Cuando heredé la Tierra
Cuando heredé la Tierra llovía a cántaros y Serge Gainsbourg llevaba muerto más de seis meses. En la biblioteca había sitio para el adiós y otros volúmenes de Virgilio; mi vecino hojeaba un libro de Perec y aprendía a malvivir un día más con el cieno hasta las rodillas. A mí ya no me queda tiempo que malvivir; he heredado la Tierra, y me corresponde gobernarla.
Abril es el mes más cruel: lo dice Eliot y lo confirman los cadáveres de las palomas que no sobrevivieron al invierno. Se oían las gotas golpear como enormes piedras contra los cristales diáfanos: sus estelas arañaban el paisaje de agua. Me limité a encogerme de hombros y a forzar una mueca de sonrisa. Mamá y papá han muerto. O tal vez no, no lo sé. El cristal de la ventana me devuelve un rostro borroso, sin aclarar; ignoro quién construyó una habitación con vistas al futuro.
Heredé la Tierra cuando ya nadie quería cultivarla. ¿Cómo alimentar tanto olmo arrodillado, tanta laguna boquiabierta, tanta jungla inalcanzable? La huida es el abono para las almas cobardes; aquí sólo quedan unos pocos ingenuos que tocan la madera de sus mesas, que espantan con los brazos las gaviotas, que sangran por sus coronas de rosas, y que sólo descansan en sus silencios, en sus sepelios. Me traen el testamento para que lo firme. Como si les importara. Como si me importara. Heredé la Tierra por encima de mis posibilidades.
Me miran con desdén. Sus ojos (sus verdades) me descubren enfrentado a mi credo; perdido entre dudas, me hacen ver que me forman, cuando en realidad me deforman. No sé nada de gestión de vidas; mi conocimiento se limita a un puñado de llantos forzados, sin mayor ambición que vaciar el cuerpo de agonía. Heredé la Tierra abriéndome paso a través de varios valles de lágrimas.
Mi patrimonio hasta entonces no era más que un par de poemas de Robert Frost, un espíritu andrajoso y un manojo de crisantemos sobre la mesita de noche. No conozco más refugio ni más templo que esta cama. La noche mancha y lame las callejuelas; arriba, las estrellas más fulgentes, que fría, injustamente, nos guían: el poder, la gloria.
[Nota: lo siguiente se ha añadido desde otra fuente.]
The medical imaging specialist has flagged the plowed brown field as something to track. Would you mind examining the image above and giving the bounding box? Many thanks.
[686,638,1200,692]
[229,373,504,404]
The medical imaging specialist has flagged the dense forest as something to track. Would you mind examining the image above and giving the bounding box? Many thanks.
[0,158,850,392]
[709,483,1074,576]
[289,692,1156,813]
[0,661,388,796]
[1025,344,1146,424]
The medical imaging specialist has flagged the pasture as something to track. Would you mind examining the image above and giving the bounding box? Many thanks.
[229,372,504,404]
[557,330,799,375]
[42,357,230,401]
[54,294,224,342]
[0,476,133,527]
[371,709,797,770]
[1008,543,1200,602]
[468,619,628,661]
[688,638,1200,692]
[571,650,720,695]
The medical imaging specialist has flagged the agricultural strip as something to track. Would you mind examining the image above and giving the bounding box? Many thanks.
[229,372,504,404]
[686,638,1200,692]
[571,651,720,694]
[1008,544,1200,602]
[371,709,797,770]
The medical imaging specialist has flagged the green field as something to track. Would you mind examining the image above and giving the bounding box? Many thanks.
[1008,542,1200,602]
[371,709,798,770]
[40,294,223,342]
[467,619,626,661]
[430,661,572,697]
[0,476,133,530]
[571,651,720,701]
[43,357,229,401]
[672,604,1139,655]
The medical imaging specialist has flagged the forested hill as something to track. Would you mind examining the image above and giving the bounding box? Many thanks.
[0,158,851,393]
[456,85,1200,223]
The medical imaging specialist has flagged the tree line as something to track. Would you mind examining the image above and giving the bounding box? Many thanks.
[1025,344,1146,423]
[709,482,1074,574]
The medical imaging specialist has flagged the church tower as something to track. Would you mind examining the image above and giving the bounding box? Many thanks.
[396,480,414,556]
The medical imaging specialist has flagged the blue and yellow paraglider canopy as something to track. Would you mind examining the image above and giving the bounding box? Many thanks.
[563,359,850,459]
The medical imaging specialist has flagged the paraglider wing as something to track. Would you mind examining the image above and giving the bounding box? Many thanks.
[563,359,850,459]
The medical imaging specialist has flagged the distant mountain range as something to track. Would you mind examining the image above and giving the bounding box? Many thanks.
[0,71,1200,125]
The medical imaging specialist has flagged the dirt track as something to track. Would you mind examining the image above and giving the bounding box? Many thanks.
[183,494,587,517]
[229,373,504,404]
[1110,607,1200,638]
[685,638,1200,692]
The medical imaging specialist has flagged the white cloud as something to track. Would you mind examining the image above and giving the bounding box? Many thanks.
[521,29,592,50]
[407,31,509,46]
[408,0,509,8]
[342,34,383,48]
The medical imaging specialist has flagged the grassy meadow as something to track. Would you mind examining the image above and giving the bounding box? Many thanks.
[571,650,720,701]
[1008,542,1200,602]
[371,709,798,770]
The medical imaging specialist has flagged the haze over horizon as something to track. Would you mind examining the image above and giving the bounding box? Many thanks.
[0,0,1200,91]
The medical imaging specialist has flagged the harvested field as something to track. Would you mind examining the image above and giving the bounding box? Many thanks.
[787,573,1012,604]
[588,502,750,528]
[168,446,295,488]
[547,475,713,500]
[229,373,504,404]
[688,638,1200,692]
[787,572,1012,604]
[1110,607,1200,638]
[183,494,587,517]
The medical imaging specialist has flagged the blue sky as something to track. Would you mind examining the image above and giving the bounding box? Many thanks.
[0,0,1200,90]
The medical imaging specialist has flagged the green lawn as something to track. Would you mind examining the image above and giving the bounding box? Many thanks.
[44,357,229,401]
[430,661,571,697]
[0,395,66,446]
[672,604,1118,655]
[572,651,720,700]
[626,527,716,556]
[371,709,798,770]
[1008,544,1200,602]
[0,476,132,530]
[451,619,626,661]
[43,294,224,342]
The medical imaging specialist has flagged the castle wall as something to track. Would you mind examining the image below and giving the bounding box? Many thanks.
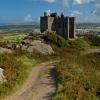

Es una noche yerma, y me fuerzan a viajar a su final con Céline olvidado en el equipaje.
¿Qué pretenden que haga con mi herencia? No queda tiempo: pronto llegará el amanecer para hacer graffitis con mis anhelos o con mis desesperaciones. Heredé la Tierra con los ojos cerrados, para que el brillo de su ausencia no me cegase. Debo elegir entre ser y nada, entre el desván y el sótano; al fin y al cabo, nada importa: ambos entretejen sus propias tinieblas. No se me permite la evasión que sólo da una soga en torno al cuello; heredé la Tierra inconsciente de su número infinito de grilletes.
Aún siguen ahí, como ángeles negros esperando que el miedo me consuma; esperan que me avengan los meses, los años, las guerras; esperan pacientemente el fracaso de mi camino, o incentivan mi caída prontamente. Soy para ellos una coartada que legitime muertes, un residuo de arcilla, carne y cenizas. Heredé la Tierra y envejecí milenios entre sus raíces.
La lluvia arrastra ríos y ríos de mierda desde la cima de la montaña hasta los pies del valle, donde se acumulan de manera inevitable. Alguien aguarda que crezcan los tímidos pétalos de margarita; la espera es larga cuando nada se hace, ni nada se puede hacer… Heredé la Tierra y me endeudé de eternidades.
Acepto lo que me espera; en el misterio del horizonte, siempre hay lugar para naufragar en la luna. Los ángeles negros se han situado sobre mi cabeza; nada van a hacer, salvo lastrarme con sus pesadas alas. La lluvia arrecia más fuerte que nunca en el corazón de la noche. El entierro será mañana. Nadie irá, salvo las horas. Afuera continúan las manifestaciones contra la asfixia; heredé una tierra baldía que busca, esperanzada, una auténtica primavera.